- Born: 23 March 1889 Ruma, Croatia-Slavonia, Austria-Hungary
- Died: 17 June 1945 (aged 56) Zagreb, FS Croatia, Yugoslavia
- Allegiance: Austria-Hungary Independent State of Croatia
- Branch: Austro-Hungarian Army Ustaše
- Service years: 1914 – 1945
- Rank: General
- Commands: Janka Puszta camp Poglavnik's bodyguard division ^{[citation needed]}
- Conflicts: World War I World War II
- Awards: Golden Bravery Medal

= Vjekoslav Servatzy =

Croatian fascist politician (1889–1945)

Vjekoslav Servatzy (23 March 1889 – 17 June 1945) was a Croatian Ustaše military officer and nationalist politician, executed for war crimes in 1945.

==Biography==
Servatzy was born in Ruma on 23 March 1889. As an officer in the Austro-Hungarian Army he was decorated with the Golden Bravery Medal (Goldene Tapferkeitsmedaille). After the establishment of the Kingdom of Serbs, Croats and Slovenes, he was often arrested as a Croatian nationalist. After the proclamation of the January 6th Dictatorship he left the Yugoslavia and in Italy he was one of the founders of the Ustaše, along with Ante Pavelić. In 1932 he was one of the organizers of Velebit Uprising.
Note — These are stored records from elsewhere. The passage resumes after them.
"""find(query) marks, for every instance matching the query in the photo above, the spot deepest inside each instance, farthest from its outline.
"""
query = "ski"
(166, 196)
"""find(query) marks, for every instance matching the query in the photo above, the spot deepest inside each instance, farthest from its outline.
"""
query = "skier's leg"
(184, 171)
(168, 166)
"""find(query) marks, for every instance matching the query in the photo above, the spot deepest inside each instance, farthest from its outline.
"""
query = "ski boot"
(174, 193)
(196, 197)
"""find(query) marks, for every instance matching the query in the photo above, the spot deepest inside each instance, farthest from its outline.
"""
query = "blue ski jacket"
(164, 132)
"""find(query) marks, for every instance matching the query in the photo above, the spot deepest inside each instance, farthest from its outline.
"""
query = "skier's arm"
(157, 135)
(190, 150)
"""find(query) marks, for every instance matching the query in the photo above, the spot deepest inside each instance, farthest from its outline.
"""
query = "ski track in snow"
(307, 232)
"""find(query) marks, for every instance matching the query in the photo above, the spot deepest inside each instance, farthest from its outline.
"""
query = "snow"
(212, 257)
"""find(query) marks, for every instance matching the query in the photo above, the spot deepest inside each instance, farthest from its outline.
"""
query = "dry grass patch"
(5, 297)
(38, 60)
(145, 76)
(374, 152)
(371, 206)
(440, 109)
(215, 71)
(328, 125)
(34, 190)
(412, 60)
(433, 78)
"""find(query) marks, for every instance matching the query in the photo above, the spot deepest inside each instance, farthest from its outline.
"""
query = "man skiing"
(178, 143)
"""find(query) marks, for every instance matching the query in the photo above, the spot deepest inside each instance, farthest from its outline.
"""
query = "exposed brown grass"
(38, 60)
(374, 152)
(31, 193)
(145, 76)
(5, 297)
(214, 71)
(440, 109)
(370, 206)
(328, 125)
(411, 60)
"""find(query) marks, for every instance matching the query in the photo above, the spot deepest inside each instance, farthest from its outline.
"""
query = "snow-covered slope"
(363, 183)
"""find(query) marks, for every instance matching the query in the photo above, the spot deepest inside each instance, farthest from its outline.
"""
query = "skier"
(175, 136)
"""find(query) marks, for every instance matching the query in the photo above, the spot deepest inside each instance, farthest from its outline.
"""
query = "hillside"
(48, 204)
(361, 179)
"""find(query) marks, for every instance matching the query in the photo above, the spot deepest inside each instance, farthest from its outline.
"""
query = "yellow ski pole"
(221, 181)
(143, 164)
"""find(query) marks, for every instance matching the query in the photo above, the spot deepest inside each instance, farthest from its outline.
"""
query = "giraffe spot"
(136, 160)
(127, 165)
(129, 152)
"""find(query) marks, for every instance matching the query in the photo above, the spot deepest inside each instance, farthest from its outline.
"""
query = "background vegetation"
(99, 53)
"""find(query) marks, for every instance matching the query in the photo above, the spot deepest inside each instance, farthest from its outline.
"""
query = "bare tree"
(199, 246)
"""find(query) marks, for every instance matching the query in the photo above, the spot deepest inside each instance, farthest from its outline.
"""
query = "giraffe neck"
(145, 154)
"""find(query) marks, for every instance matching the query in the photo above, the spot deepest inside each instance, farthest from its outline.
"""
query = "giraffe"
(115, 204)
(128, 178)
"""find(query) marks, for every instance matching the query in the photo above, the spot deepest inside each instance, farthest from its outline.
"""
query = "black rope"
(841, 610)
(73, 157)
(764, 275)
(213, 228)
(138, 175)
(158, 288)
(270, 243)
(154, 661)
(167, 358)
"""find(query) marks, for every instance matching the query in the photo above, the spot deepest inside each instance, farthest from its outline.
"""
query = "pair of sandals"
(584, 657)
In 1933 he succeeded Jure Francetić as commander of the Ustaše's camp Janka Puszta in Hungary. He held this position until 1934.

In April 1941, he travelled to the newly created Axis puppet state, the Independent State of Croatia, together with Ante Pavelić, and became one of the founders and leaders of the Ustaša Militia with the rank of colonel in June 1941. In November 1944 he became a prefect of Gora-Prigorje County. In 1945 he was promoted to the rank of general. He was captured by the Partisans and executed on 17 June 1945 in Zagreb.